Winston Peters obviously had something of a deprived childhood. Those cheap Christmas crackers whose contents, along with the mandatory plastic whistles and keyrings, inevitably include the old joke about there being too many "wong numbers in a Chinese telephone directory" must never have graced the Peters family's Yuletide dinner table.
Likewise, Peters' brothers must not have on-passed to Young Winston their copies of those bastions of such humour, the Beano and Dandy.
How else to explain Peters' "two Wongs don't make a right" excuse for a joke, which he purported to have been unaware of until a Chinese man in Beijing told him it.
Who does Peters think he is fooling? The joke is so old it creaks. His repeating of it at his party's campaign launch last Sunday was very deliberate.
Was it racist? Most certainly - especially in the eyes of the Chinese community, who should not have to put up with such childish tripe.

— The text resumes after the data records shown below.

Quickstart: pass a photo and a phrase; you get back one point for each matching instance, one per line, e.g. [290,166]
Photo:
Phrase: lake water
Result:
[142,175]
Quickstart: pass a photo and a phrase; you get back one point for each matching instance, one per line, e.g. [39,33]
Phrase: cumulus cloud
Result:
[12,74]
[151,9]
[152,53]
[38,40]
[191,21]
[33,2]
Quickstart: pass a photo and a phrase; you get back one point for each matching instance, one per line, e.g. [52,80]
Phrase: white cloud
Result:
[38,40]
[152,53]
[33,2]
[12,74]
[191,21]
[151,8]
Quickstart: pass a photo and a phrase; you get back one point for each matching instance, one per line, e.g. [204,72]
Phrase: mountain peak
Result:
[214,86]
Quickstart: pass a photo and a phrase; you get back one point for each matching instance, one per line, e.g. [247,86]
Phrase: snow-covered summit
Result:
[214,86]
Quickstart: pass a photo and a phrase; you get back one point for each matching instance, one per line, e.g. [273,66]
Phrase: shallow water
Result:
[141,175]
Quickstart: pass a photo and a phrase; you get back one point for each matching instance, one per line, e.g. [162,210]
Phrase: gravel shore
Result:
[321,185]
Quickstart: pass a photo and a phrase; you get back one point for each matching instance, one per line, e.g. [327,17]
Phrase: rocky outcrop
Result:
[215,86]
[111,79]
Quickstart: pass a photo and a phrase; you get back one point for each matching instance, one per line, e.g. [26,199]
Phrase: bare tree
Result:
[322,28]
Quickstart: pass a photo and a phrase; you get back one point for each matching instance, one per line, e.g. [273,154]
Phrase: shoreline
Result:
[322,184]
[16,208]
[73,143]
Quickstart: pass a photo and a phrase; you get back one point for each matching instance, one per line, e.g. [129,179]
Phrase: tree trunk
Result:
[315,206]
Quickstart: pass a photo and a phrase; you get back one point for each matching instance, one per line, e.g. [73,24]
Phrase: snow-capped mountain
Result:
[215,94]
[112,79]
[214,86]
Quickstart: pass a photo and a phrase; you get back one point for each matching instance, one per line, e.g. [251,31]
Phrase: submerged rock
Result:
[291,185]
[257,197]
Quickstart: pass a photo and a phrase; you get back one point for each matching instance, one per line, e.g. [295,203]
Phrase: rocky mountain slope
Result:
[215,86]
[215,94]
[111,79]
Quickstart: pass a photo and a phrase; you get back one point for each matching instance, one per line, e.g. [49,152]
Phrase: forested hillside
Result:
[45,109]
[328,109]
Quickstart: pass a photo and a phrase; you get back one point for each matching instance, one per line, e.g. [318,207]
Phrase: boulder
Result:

Is it dated? Most definitely. If you have not heard of Beano or Dandy, let alone perused copies of either comic, then you are not part of New Zealand First's market demographic. And Peters would be delighted by that.
His success has always been based on picking up the votes of those who still live in the 1950s and 1960s and who considered The Benny Hill Show to be high art and saw nothing odd or unsettling in singers and dancers blackening their faces on The Black and White Minstrel Show.
It was a very different world - one which some New Zealanders have found hard to relinquish because the issues - like the television sets of the time - were always black and white.
Peters' drawcard - pulled out for the umpteenth time at Sunday's launch - is that he can re-create the Promised Land that was New Zealand in that era.
Peters knows that will not happen. He knows he is selling an illusion. Fine. That is his democratic right. But it is not within his rights to ferment a volatile political cocktail by not only pitting race against race, but also generation against generation.
Perhaps the real tragedy is that the rest of us are so bewitched by his oodles of charm that we find it impossible to ignore him. And more is the pity.